高校数学では、二次方程式の解の性質を判別式を使って調べることがよくあります。ここでは、判別式Dと実数解の関係、さらに特定の解の符号条件との関係について解説します。
判別式Dの意味
二次方程式ax²+bx+c=0の判別式Dはb²-4acで表されます。判別式Dは解の種類を示す指標です。
D>0なら実数の異なる解、D=0なら重解、D<0なら複素数解になります。したがって、α,βが実数であるための必要十分条件はD≥0です。
符号条件と判別式の確認
問題で(α-3)(β-3)<0という条件がある場合、これは解α,βの3に対する位置関係を示しています。つまり、1つの解は3より大きく、もう1つは3より小さいという意味です。

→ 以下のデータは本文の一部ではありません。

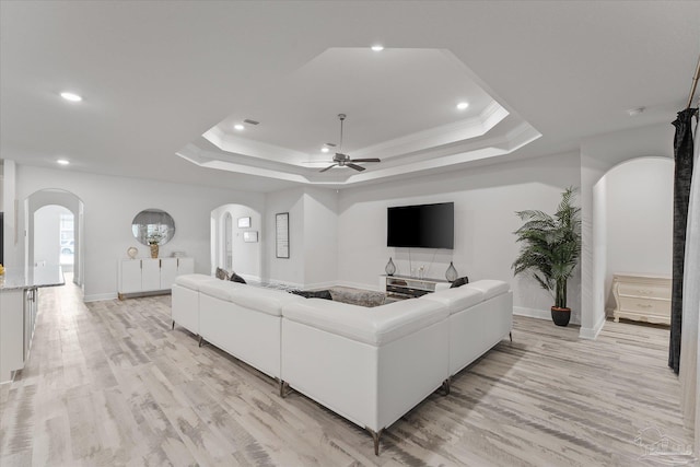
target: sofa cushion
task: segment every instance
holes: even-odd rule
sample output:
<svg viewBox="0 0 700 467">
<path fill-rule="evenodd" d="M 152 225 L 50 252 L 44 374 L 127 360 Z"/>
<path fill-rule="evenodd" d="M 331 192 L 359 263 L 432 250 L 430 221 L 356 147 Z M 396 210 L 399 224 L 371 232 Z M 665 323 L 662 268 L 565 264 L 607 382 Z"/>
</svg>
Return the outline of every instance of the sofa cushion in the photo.
<svg viewBox="0 0 700 467">
<path fill-rule="evenodd" d="M 450 285 L 450 289 L 456 289 L 467 283 L 469 283 L 469 278 L 465 276 L 463 278 L 455 279 L 454 282 L 452 282 L 452 285 Z"/>
<path fill-rule="evenodd" d="M 468 308 L 469 306 L 474 306 L 477 303 L 481 303 L 486 299 L 483 297 L 483 292 L 478 289 L 459 287 L 435 293 L 428 293 L 419 300 L 430 300 L 442 303 L 447 307 L 450 314 L 453 315 Z"/>
<path fill-rule="evenodd" d="M 304 299 L 332 300 L 329 290 L 290 290 L 290 292 Z"/>
<path fill-rule="evenodd" d="M 226 271 L 225 269 L 217 268 L 214 277 L 221 280 L 229 280 L 229 271 Z"/>
<path fill-rule="evenodd" d="M 241 276 L 236 275 L 235 272 L 231 272 L 230 280 L 231 282 L 247 283 L 245 279 L 243 279 Z"/>
<path fill-rule="evenodd" d="M 207 275 L 183 275 L 175 278 L 175 283 L 187 289 L 199 290 L 201 284 L 215 280 L 217 279 Z"/>
<path fill-rule="evenodd" d="M 230 301 L 240 306 L 272 316 L 282 314 L 287 303 L 304 302 L 304 297 L 281 290 L 241 287 L 231 293 Z"/>
<path fill-rule="evenodd" d="M 237 282 L 214 280 L 202 283 L 199 287 L 199 291 L 206 295 L 215 296 L 217 299 L 230 302 L 231 293 L 241 288 L 245 288 L 245 285 Z"/>
<path fill-rule="evenodd" d="M 511 285 L 508 282 L 493 279 L 479 280 L 476 282 L 471 282 L 465 287 L 483 292 L 483 300 L 489 300 L 491 297 L 494 297 L 495 295 L 500 295 L 511 290 Z"/>
<path fill-rule="evenodd" d="M 365 308 L 308 299 L 285 304 L 282 316 L 352 340 L 381 346 L 441 322 L 448 312 L 442 303 L 428 300 L 404 300 Z"/>
</svg>

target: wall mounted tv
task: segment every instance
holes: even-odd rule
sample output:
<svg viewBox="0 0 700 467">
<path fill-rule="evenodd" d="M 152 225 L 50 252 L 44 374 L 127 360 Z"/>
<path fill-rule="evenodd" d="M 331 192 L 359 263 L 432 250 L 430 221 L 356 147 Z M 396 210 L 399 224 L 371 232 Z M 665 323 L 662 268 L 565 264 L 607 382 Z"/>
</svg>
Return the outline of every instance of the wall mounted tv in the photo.
<svg viewBox="0 0 700 467">
<path fill-rule="evenodd" d="M 454 202 L 388 208 L 386 220 L 386 246 L 454 249 Z"/>
</svg>

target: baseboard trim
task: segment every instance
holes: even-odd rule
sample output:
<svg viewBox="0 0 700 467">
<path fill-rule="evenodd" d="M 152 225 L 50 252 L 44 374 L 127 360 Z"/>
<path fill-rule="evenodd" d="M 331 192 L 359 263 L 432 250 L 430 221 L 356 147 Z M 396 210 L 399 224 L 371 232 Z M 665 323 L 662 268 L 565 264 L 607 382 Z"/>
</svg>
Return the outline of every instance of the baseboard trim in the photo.
<svg viewBox="0 0 700 467">
<path fill-rule="evenodd" d="M 527 316 L 537 319 L 551 319 L 551 311 L 526 308 L 525 306 L 513 306 L 513 314 L 517 316 Z"/>
<path fill-rule="evenodd" d="M 598 338 L 598 334 L 603 330 L 603 326 L 605 326 L 606 315 L 603 315 L 598 318 L 598 323 L 596 323 L 592 328 L 581 327 L 579 330 L 579 337 L 581 339 L 587 340 L 596 340 Z"/>
<path fill-rule="evenodd" d="M 96 293 L 94 295 L 84 295 L 83 296 L 83 302 L 88 303 L 88 302 L 103 302 L 105 300 L 116 300 L 117 299 L 117 293 L 113 292 L 113 293 Z"/>
</svg>

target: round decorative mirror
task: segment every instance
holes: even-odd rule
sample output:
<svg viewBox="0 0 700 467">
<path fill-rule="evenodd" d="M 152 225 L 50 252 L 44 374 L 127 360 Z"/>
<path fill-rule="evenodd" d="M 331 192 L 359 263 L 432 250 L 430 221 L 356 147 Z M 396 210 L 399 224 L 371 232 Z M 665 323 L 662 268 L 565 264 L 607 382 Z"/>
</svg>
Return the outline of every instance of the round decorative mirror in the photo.
<svg viewBox="0 0 700 467">
<path fill-rule="evenodd" d="M 175 221 L 165 211 L 147 209 L 136 214 L 131 232 L 143 245 L 165 245 L 175 235 Z"/>
</svg>

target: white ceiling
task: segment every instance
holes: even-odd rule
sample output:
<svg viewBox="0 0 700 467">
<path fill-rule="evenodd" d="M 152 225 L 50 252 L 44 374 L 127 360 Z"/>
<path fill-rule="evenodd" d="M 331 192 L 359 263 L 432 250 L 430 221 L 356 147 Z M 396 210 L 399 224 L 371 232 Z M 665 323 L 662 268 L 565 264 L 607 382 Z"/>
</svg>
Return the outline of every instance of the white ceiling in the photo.
<svg viewBox="0 0 700 467">
<path fill-rule="evenodd" d="M 2 1 L 0 153 L 264 191 L 559 153 L 670 122 L 699 19 L 669 1 Z M 308 162 L 331 157 L 339 113 L 343 152 L 382 163 Z"/>
</svg>

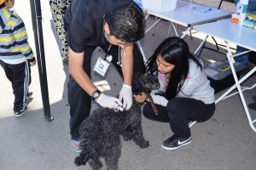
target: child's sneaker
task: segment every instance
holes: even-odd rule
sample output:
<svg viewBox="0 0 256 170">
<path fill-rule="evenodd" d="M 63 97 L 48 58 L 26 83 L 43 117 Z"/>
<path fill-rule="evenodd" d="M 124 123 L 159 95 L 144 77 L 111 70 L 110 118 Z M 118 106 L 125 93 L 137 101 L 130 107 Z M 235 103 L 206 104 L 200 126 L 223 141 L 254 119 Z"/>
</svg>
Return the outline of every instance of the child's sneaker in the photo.
<svg viewBox="0 0 256 170">
<path fill-rule="evenodd" d="M 193 125 L 195 125 L 195 123 L 196 123 L 196 121 L 189 121 L 189 127 L 191 128 Z"/>
<path fill-rule="evenodd" d="M 18 111 L 15 111 L 14 115 L 15 116 L 21 116 L 24 115 L 24 113 L 26 113 L 26 110 L 27 110 L 27 105 L 25 105 L 21 110 Z"/>
<path fill-rule="evenodd" d="M 30 98 L 32 94 L 33 94 L 32 92 L 29 92 L 29 93 L 26 94 L 26 99 L 27 99 L 27 98 Z"/>
<path fill-rule="evenodd" d="M 80 152 L 80 141 L 77 139 L 71 139 L 71 147 L 73 149 L 74 151 Z"/>
<path fill-rule="evenodd" d="M 166 150 L 176 150 L 179 147 L 191 143 L 191 137 L 188 139 L 182 139 L 174 134 L 162 143 L 162 148 Z"/>
</svg>

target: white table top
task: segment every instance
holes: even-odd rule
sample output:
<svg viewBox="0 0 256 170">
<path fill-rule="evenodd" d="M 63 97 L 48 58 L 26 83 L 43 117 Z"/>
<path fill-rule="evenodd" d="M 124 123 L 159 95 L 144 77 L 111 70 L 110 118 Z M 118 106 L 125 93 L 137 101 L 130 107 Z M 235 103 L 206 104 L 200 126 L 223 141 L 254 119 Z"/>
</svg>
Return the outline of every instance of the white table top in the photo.
<svg viewBox="0 0 256 170">
<path fill-rule="evenodd" d="M 137 1 L 138 0 L 135 0 L 135 2 Z M 228 11 L 184 1 L 177 1 L 177 8 L 173 11 L 163 13 L 145 8 L 141 3 L 138 3 L 138 5 L 149 14 L 187 27 L 215 21 L 231 16 L 231 13 Z M 211 10 L 208 10 L 209 8 L 211 8 Z"/>
<path fill-rule="evenodd" d="M 218 20 L 194 27 L 207 35 L 256 51 L 256 29 L 232 23 L 230 19 Z"/>
</svg>

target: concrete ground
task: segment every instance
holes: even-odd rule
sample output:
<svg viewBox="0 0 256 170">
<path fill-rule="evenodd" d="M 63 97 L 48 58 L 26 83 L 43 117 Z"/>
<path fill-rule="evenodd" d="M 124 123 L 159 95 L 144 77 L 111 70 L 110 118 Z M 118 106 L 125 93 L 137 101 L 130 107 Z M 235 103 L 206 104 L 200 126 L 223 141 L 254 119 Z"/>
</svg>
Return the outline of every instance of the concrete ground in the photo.
<svg viewBox="0 0 256 170">
<path fill-rule="evenodd" d="M 195 3 L 218 7 L 218 0 L 196 0 Z M 29 1 L 16 1 L 15 8 L 24 20 L 29 42 L 34 52 L 33 33 L 31 23 Z M 44 118 L 38 65 L 32 68 L 32 82 L 30 89 L 33 95 L 29 99 L 29 110 L 24 116 L 13 116 L 11 84 L 0 69 L 0 169 L 1 170 L 75 170 L 73 160 L 78 156 L 70 148 L 69 106 L 67 104 L 67 65 L 63 64 L 60 53 L 60 40 L 53 26 L 49 1 L 41 1 L 44 39 L 47 67 L 47 79 L 51 114 L 54 121 Z M 233 11 L 235 5 L 224 2 L 222 8 Z M 149 18 L 148 24 L 154 20 Z M 169 23 L 161 21 L 155 27 L 154 36 L 149 32 L 142 40 L 147 57 L 167 35 Z M 185 28 L 177 26 L 179 33 Z M 172 32 L 172 36 L 173 36 Z M 202 34 L 193 31 L 193 39 L 185 38 L 191 51 L 195 51 L 203 38 Z M 223 43 L 223 42 L 218 41 Z M 212 45 L 209 38 L 208 46 Z M 235 46 L 234 46 L 235 47 Z M 95 59 L 102 54 L 96 51 Z M 224 60 L 224 54 L 205 49 L 201 54 L 206 65 Z M 248 67 L 245 71 L 247 71 Z M 244 72 L 245 72 L 244 71 Z M 109 71 L 106 81 L 92 73 L 93 81 L 106 93 L 115 95 L 121 88 L 121 79 L 114 69 Z M 255 83 L 255 74 L 243 85 Z M 216 94 L 220 96 L 224 91 Z M 256 88 L 245 91 L 247 103 L 253 102 Z M 96 106 L 94 105 L 93 108 Z M 250 110 L 253 117 L 256 110 Z M 166 150 L 160 147 L 163 140 L 172 133 L 167 123 L 143 119 L 145 138 L 150 146 L 140 149 L 132 141 L 123 142 L 119 169 L 123 170 L 253 170 L 256 166 L 256 133 L 251 129 L 238 95 L 216 105 L 214 116 L 207 122 L 196 123 L 191 128 L 193 142 L 177 150 Z M 105 167 L 102 169 L 106 169 Z"/>
</svg>

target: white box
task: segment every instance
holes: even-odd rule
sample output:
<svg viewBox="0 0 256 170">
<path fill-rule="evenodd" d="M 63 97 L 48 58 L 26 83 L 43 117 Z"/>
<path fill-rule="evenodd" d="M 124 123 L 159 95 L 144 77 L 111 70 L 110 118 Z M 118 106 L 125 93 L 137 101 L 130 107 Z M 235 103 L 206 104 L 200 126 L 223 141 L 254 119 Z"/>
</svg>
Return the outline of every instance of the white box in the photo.
<svg viewBox="0 0 256 170">
<path fill-rule="evenodd" d="M 176 8 L 177 0 L 142 0 L 145 8 L 156 12 L 172 11 Z"/>
</svg>

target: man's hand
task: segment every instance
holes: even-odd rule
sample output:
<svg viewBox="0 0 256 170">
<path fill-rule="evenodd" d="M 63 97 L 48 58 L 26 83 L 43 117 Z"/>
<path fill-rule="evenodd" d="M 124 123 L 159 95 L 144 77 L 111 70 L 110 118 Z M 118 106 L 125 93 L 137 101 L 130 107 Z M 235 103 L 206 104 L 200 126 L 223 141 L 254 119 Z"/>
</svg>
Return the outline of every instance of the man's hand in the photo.
<svg viewBox="0 0 256 170">
<path fill-rule="evenodd" d="M 146 101 L 148 99 L 148 97 L 144 92 L 143 92 L 139 95 L 133 95 L 133 97 L 134 97 L 135 100 L 139 103 L 143 103 L 144 101 Z"/>
<path fill-rule="evenodd" d="M 123 84 L 123 88 L 119 93 L 119 100 L 123 101 L 123 109 L 127 110 L 131 107 L 132 92 L 131 86 Z"/>
<path fill-rule="evenodd" d="M 30 65 L 34 66 L 37 64 L 37 60 L 34 60 L 33 62 L 30 62 Z"/>
<path fill-rule="evenodd" d="M 102 94 L 96 101 L 102 107 L 109 107 L 110 109 L 124 110 L 122 106 L 122 102 L 114 97 Z"/>
</svg>

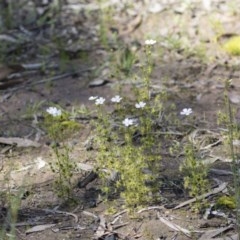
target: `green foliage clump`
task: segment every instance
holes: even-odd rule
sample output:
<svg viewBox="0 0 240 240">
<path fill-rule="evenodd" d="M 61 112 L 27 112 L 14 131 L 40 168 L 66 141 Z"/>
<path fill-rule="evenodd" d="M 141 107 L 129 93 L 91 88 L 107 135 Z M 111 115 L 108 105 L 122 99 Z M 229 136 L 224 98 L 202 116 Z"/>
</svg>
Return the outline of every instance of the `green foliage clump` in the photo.
<svg viewBox="0 0 240 240">
<path fill-rule="evenodd" d="M 191 197 L 198 198 L 208 189 L 207 167 L 198 159 L 192 144 L 186 145 L 184 150 L 185 160 L 180 166 L 180 171 L 184 173 L 184 187 L 189 190 Z"/>
<path fill-rule="evenodd" d="M 223 49 L 231 55 L 240 55 L 240 36 L 230 38 L 223 44 Z"/>
<path fill-rule="evenodd" d="M 236 208 L 236 200 L 232 196 L 222 196 L 217 200 L 217 207 L 235 209 Z"/>
<path fill-rule="evenodd" d="M 43 125 L 53 141 L 51 146 L 56 157 L 56 162 L 50 163 L 52 172 L 57 174 L 55 190 L 59 197 L 68 199 L 72 195 L 72 177 L 76 164 L 70 158 L 72 147 L 66 143 L 66 139 L 79 130 L 80 125 L 71 120 L 67 113 L 61 113 L 60 116 L 45 114 Z"/>
</svg>

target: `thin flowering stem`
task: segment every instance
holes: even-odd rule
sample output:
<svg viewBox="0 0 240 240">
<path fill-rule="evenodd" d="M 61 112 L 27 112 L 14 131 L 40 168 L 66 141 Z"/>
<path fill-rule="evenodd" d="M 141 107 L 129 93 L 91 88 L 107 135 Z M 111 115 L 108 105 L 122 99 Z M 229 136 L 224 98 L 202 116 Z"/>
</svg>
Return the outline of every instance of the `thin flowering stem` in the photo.
<svg viewBox="0 0 240 240">
<path fill-rule="evenodd" d="M 119 95 L 116 95 L 115 97 L 111 98 L 111 102 L 113 103 L 120 103 L 122 101 L 122 98 Z"/>
<path fill-rule="evenodd" d="M 184 108 L 181 112 L 180 112 L 180 114 L 181 115 L 185 115 L 185 116 L 189 116 L 190 114 L 192 114 L 192 109 L 191 108 Z"/>
<path fill-rule="evenodd" d="M 53 117 L 59 117 L 62 115 L 61 109 L 58 109 L 56 107 L 49 107 L 46 109 L 46 112 L 52 115 Z"/>
<path fill-rule="evenodd" d="M 104 104 L 104 102 L 105 102 L 105 98 L 103 98 L 103 97 L 99 97 L 99 98 L 97 98 L 96 100 L 95 100 L 95 104 L 96 105 L 103 105 Z"/>
<path fill-rule="evenodd" d="M 146 103 L 142 101 L 135 104 L 136 108 L 144 108 L 145 106 L 146 106 Z"/>
</svg>

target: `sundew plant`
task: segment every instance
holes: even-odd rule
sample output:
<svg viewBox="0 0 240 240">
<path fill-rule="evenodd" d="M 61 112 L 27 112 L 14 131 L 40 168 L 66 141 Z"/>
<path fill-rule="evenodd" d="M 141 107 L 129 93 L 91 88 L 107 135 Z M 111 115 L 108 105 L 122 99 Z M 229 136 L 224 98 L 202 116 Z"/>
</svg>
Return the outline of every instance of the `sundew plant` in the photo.
<svg viewBox="0 0 240 240">
<path fill-rule="evenodd" d="M 154 134 L 156 119 L 163 104 L 159 95 L 151 98 L 150 74 L 152 72 L 151 48 L 155 40 L 146 45 L 146 70 L 144 85 L 134 87 L 135 101 L 116 95 L 89 98 L 96 105 L 95 145 L 97 169 L 107 197 L 117 193 L 129 207 L 139 206 L 159 198 L 157 173 L 160 168 L 160 142 Z M 105 104 L 113 108 L 108 113 Z"/>
<path fill-rule="evenodd" d="M 78 130 L 80 125 L 71 120 L 67 112 L 57 107 L 49 107 L 46 109 L 43 126 L 52 141 L 51 147 L 56 157 L 56 161 L 50 163 L 52 172 L 57 175 L 55 191 L 59 197 L 67 200 L 72 196 L 75 163 L 70 158 L 72 147 L 66 139 Z"/>
</svg>

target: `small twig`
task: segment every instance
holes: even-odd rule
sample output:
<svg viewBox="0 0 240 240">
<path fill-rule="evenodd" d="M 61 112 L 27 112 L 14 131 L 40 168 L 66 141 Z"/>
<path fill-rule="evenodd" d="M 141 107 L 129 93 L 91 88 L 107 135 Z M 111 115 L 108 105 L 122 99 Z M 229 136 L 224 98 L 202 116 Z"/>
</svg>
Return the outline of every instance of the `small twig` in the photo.
<svg viewBox="0 0 240 240">
<path fill-rule="evenodd" d="M 150 210 L 164 210 L 165 208 L 163 206 L 152 206 L 152 207 L 146 207 L 141 210 L 139 210 L 137 213 L 142 213 L 145 211 L 150 211 Z"/>
<path fill-rule="evenodd" d="M 49 213 L 59 213 L 59 214 L 64 214 L 64 215 L 68 215 L 68 216 L 72 216 L 75 219 L 75 222 L 78 222 L 78 216 L 74 213 L 70 213 L 70 212 L 65 212 L 65 211 L 59 211 L 59 210 L 51 210 L 51 209 L 43 209 L 43 211 L 45 212 L 49 212 Z"/>
<path fill-rule="evenodd" d="M 214 194 L 217 194 L 217 193 L 219 193 L 219 192 L 222 192 L 226 187 L 227 187 L 227 183 L 224 182 L 224 183 L 222 183 L 219 187 L 214 188 L 212 191 L 210 191 L 210 192 L 208 192 L 208 193 L 205 193 L 205 194 L 202 194 L 202 195 L 200 195 L 200 196 L 198 196 L 198 197 L 196 197 L 196 198 L 192 198 L 192 199 L 190 199 L 190 200 L 188 200 L 188 201 L 185 201 L 185 202 L 183 202 L 183 203 L 180 203 L 179 205 L 177 205 L 177 206 L 176 206 L 175 208 L 173 208 L 173 209 L 176 210 L 176 209 L 185 207 L 185 206 L 187 206 L 187 205 L 189 205 L 189 204 L 191 204 L 191 203 L 193 203 L 193 202 L 196 202 L 197 200 L 201 200 L 201 199 L 207 198 L 207 197 L 209 197 L 209 196 L 211 196 L 211 195 L 214 195 Z"/>
</svg>

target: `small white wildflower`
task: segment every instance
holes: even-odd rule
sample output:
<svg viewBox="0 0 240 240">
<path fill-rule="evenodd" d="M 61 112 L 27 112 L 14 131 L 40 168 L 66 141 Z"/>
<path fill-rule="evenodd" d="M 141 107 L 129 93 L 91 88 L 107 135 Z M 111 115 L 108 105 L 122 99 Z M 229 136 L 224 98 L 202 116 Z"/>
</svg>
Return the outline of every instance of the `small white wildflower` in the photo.
<svg viewBox="0 0 240 240">
<path fill-rule="evenodd" d="M 103 97 L 97 98 L 96 101 L 95 101 L 95 104 L 96 105 L 102 105 L 102 104 L 104 104 L 105 100 L 106 99 L 103 98 Z"/>
<path fill-rule="evenodd" d="M 125 118 L 123 121 L 122 121 L 123 125 L 125 125 L 126 127 L 129 127 L 131 125 L 133 125 L 133 119 L 129 119 L 129 118 Z"/>
<path fill-rule="evenodd" d="M 41 157 L 38 157 L 36 160 L 35 160 L 35 163 L 36 163 L 36 166 L 37 166 L 37 169 L 40 170 L 41 168 L 45 167 L 46 165 L 46 162 L 44 160 L 42 160 Z"/>
<path fill-rule="evenodd" d="M 145 45 L 152 46 L 152 45 L 154 45 L 156 42 L 157 42 L 156 40 L 147 39 L 147 40 L 145 41 Z"/>
<path fill-rule="evenodd" d="M 56 107 L 49 107 L 49 108 L 47 108 L 46 111 L 53 117 L 59 117 L 62 115 L 61 109 L 57 109 Z"/>
<path fill-rule="evenodd" d="M 94 101 L 94 100 L 96 100 L 97 98 L 98 98 L 98 96 L 91 96 L 88 100 Z"/>
<path fill-rule="evenodd" d="M 145 106 L 146 106 L 146 103 L 145 103 L 145 102 L 142 102 L 142 101 L 135 104 L 135 107 L 136 107 L 136 108 L 144 108 Z"/>
<path fill-rule="evenodd" d="M 112 102 L 115 102 L 115 103 L 120 103 L 122 100 L 122 98 L 119 96 L 119 95 L 116 95 L 115 97 L 113 97 L 111 99 Z"/>
<path fill-rule="evenodd" d="M 185 115 L 185 116 L 188 116 L 190 114 L 192 114 L 192 109 L 191 108 L 184 108 L 181 112 L 180 112 L 181 115 Z"/>
</svg>

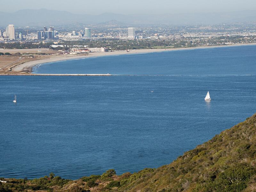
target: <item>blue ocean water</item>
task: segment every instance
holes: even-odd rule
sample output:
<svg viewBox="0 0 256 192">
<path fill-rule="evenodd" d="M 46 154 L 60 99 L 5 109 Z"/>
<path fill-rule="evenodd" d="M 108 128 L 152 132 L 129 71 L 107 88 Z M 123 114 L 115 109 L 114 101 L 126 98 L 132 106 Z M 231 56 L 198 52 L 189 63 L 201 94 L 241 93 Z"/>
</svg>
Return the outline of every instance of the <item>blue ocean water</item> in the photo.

この条件だけでD>0かどうかを確認する必要はない場合があります。符号条件が成立する限り、D<0の複素解では条件を満たさないため、実数解が前提として暗黙に使われています。
具体例で考える
例えばα=3+2i,β=3+6iのように複素解の場合、(α-3)(β-3)=(2i)(6i)=-12<0となり、条件だけ見ると成立してしまうように見えます。しかし、問題文の前提として実数解を想定している場合、このような複素解は考慮されません。
まとめ
二次方程式でD≥0は実数解の必要十分条件です。しかし、問題に符号条件など特定の解の配置が示されている場合、実数解を前提にしてDの確認を省略することがあります。計算や解釈の前提条件を理解することが重要です。